For my homily, I gave St. Jerome's two-point interpretation of this passage from the Catena Aurea.  Here's the quick summary.

First point - Scripture doesn't contradict itself.  So, this sending of the Apostles only to their fellow Jews is not in contradiction with the later sending to "all nations" (Mt 28:19).  Rather, it's two steps in the fulfillment of God's one plan for salvation.  The Jews already had their special status as God's preistly people, and the Revelation of Scripture, to prepare them for this proclamation of the Kingdom; and indeed, many of them did hear and respond, not least the Apostles themselves.  The Gentiles, lacking this relationship with God, would wait for the Resurrection to have the whole Gospel proclaimed to them.
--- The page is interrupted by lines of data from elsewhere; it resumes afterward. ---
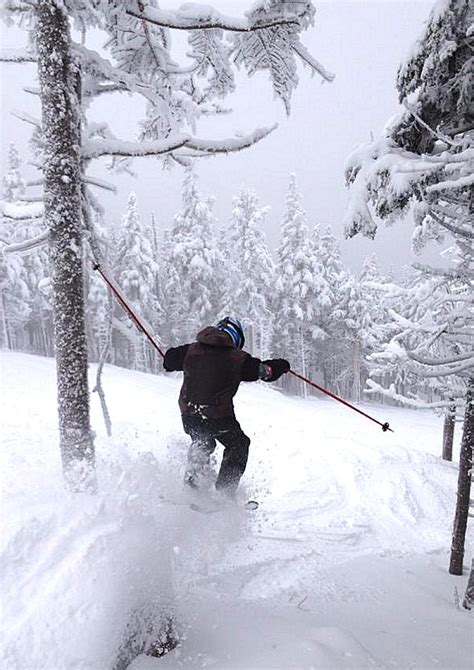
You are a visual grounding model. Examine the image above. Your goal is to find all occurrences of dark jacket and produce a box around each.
[163,326,262,419]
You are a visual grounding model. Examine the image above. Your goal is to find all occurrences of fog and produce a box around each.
[0,0,432,270]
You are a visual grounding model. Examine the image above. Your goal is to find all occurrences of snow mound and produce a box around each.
[0,352,471,670]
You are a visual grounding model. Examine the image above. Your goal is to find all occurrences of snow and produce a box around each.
[0,352,473,670]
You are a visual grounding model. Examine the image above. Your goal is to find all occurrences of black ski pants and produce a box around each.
[182,414,250,494]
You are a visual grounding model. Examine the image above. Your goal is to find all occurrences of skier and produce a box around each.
[163,317,290,497]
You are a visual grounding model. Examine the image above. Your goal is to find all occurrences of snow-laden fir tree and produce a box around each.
[1,0,333,488]
[228,186,275,358]
[346,0,474,574]
[2,142,26,202]
[165,169,220,343]
[273,174,316,394]
[346,0,474,406]
[312,225,347,393]
[113,192,160,371]
[0,144,52,355]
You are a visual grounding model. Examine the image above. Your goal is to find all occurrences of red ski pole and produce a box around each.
[289,370,394,433]
[94,263,165,358]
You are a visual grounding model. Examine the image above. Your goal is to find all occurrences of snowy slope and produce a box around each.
[0,352,472,670]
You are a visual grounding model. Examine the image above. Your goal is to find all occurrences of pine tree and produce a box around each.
[230,187,275,358]
[2,0,332,488]
[346,0,474,408]
[2,142,25,202]
[114,192,160,371]
[313,225,347,393]
[166,170,219,342]
[273,174,316,394]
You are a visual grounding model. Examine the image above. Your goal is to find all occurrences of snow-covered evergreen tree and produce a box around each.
[346,0,474,406]
[114,192,160,371]
[229,187,275,358]
[312,225,347,393]
[1,0,332,488]
[273,174,316,394]
[166,169,219,343]
[2,142,25,202]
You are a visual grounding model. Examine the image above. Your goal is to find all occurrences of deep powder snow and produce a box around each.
[1,352,473,670]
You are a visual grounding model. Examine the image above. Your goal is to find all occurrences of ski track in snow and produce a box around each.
[0,352,472,670]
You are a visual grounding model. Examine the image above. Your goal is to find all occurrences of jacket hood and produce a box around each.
[196,326,234,349]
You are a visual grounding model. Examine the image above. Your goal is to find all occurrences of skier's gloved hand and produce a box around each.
[260,358,290,382]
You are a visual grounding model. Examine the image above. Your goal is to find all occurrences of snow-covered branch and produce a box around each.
[3,231,49,253]
[81,175,117,193]
[364,379,463,409]
[0,200,44,221]
[426,174,474,193]
[82,125,276,158]
[412,263,474,279]
[0,49,36,63]
[12,110,41,130]
[407,351,474,366]
[293,41,336,81]
[126,3,300,33]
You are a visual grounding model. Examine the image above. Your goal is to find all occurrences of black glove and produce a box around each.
[262,358,290,382]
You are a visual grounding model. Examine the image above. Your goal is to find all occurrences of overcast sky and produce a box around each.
[0,0,433,269]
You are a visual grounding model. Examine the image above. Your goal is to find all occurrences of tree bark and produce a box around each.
[449,377,474,575]
[36,0,95,491]
[443,405,456,461]
[462,558,474,610]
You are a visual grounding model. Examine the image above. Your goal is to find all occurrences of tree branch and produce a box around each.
[430,208,474,240]
[3,231,49,254]
[82,125,276,159]
[292,41,336,81]
[0,49,36,63]
[412,263,474,279]
[126,3,300,33]
[407,351,474,365]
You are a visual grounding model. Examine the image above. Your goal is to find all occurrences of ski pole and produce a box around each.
[93,263,165,358]
[288,370,395,433]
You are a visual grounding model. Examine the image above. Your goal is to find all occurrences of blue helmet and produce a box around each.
[216,316,245,349]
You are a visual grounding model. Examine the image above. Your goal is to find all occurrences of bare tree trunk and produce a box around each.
[36,0,95,491]
[462,558,474,610]
[443,405,456,461]
[449,377,474,575]
[94,289,113,437]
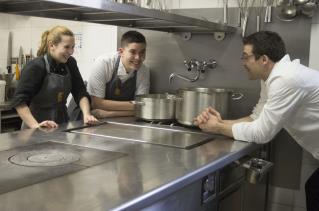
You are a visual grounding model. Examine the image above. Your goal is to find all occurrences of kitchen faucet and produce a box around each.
[169,59,217,84]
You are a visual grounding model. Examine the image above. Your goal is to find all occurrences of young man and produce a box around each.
[195,31,319,211]
[88,31,150,118]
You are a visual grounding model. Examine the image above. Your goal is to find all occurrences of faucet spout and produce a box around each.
[168,71,200,84]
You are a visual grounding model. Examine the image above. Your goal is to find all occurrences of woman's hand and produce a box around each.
[194,107,223,126]
[194,107,223,133]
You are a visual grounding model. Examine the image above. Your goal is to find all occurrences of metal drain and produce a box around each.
[8,149,80,167]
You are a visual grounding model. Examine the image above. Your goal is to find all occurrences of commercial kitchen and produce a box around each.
[0,0,319,211]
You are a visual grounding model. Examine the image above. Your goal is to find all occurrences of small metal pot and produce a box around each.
[134,94,176,121]
[176,88,243,126]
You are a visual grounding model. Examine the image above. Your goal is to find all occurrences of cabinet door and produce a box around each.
[218,186,243,211]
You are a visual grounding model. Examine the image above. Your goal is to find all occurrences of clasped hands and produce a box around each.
[194,107,223,133]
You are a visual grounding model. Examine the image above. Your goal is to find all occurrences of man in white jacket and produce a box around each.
[195,31,319,211]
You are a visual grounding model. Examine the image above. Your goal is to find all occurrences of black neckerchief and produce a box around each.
[48,54,67,75]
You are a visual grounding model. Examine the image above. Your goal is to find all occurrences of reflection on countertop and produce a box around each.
[0,118,258,211]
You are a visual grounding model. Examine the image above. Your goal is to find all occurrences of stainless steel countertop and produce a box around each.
[0,118,258,211]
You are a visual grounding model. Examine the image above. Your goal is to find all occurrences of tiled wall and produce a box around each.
[0,13,117,79]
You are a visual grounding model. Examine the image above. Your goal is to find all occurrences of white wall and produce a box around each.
[0,13,117,80]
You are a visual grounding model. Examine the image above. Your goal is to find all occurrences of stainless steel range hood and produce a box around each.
[0,0,236,33]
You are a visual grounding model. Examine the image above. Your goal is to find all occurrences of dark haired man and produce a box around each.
[195,31,319,211]
[88,31,150,118]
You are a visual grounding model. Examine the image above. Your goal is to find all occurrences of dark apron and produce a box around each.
[104,57,137,101]
[22,55,72,128]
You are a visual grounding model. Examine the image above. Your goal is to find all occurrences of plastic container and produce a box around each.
[0,80,6,103]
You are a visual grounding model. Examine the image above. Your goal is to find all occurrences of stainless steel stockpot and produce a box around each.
[176,87,243,126]
[134,94,176,121]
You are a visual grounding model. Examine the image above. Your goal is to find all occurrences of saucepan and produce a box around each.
[175,87,244,126]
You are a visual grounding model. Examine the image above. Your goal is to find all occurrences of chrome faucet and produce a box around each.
[169,59,217,84]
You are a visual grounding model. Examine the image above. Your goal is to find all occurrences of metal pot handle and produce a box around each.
[131,100,145,106]
[231,92,244,100]
[175,97,184,101]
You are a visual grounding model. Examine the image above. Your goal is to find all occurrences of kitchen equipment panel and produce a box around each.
[71,122,215,149]
[0,141,126,194]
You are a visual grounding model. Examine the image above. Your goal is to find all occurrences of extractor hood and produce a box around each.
[0,0,236,33]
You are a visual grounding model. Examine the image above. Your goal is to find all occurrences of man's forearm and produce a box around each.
[92,109,134,119]
[223,116,253,124]
[92,96,134,111]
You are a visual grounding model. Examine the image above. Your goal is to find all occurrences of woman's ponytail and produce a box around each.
[37,31,50,56]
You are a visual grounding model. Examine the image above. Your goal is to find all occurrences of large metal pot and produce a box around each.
[134,94,176,121]
[175,88,243,126]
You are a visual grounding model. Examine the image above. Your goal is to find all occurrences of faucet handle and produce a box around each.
[205,59,217,69]
[184,60,193,71]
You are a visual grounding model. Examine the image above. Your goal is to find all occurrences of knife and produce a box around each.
[7,31,12,73]
[18,46,23,69]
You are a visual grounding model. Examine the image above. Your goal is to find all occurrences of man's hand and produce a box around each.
[37,120,58,128]
[91,109,105,119]
[83,114,99,125]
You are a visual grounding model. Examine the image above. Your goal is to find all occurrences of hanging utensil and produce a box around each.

Second point flows from this.  Since Scripture doesn't contradict itself, we can't read this passage as any kind of limit on where and when we ourselves proclaim the Kingdom.  We're sent everyone by our Baptism and Confirmation, and for the ordained, by our Orders.  But, St. Jerome says, the verse should be read spiritually, as an indication of how we proclaim.  If we live our lives in the manner of those who don't know Christ ("Gentiles"), or who have accepted only part of the Gospel ("Samaritans"), we can't evangelize effectively.  We have to live entirely as disciples of Christ, and evangelize from that standpoint first and foremost, by how we live.  Thus we may show in our daily actions, even before we may have a chance to speak, the joy, mercy, grace, and hope of Jesus Christ, to a world starving for His love.

Monday, May 4, 2015

Order of Penitents

Dominican Father Thomas Michelet has written an intriguing article in Nova et Vetera, (English 
Christ the Good Shepherd( from St. John's Icon Studio)
translation) arguing that a reclaiming of something like the ancient Order of Penitents could be pastorally useful today.  For those who find themselves in irregular situations with respect to the sacramental disciplines of the Church, such as the divorced-and-civilly-remarried or those who have fallen away from the Church, it could provide both a concrete position in the Church, instead of the often-nebulous injunction not to present oneself for Communion; and a predictable structure for offering them pastoral care and a path of conversion and regularization.  What he has sketched out in the article appears to remain consistent with Scripture and Tradition, and the current discipline of the Sacraments, while attempting a bridge between where people are (away from the Sacraments) and returning them to full communion.  Notably, Fr. Michelet argues for the importance of reaching out to those most in need of penance, in order to bring them to an interior understanding of their sins and need for conversion, rather than (as we too often do) just waiting for them to show up, contrite.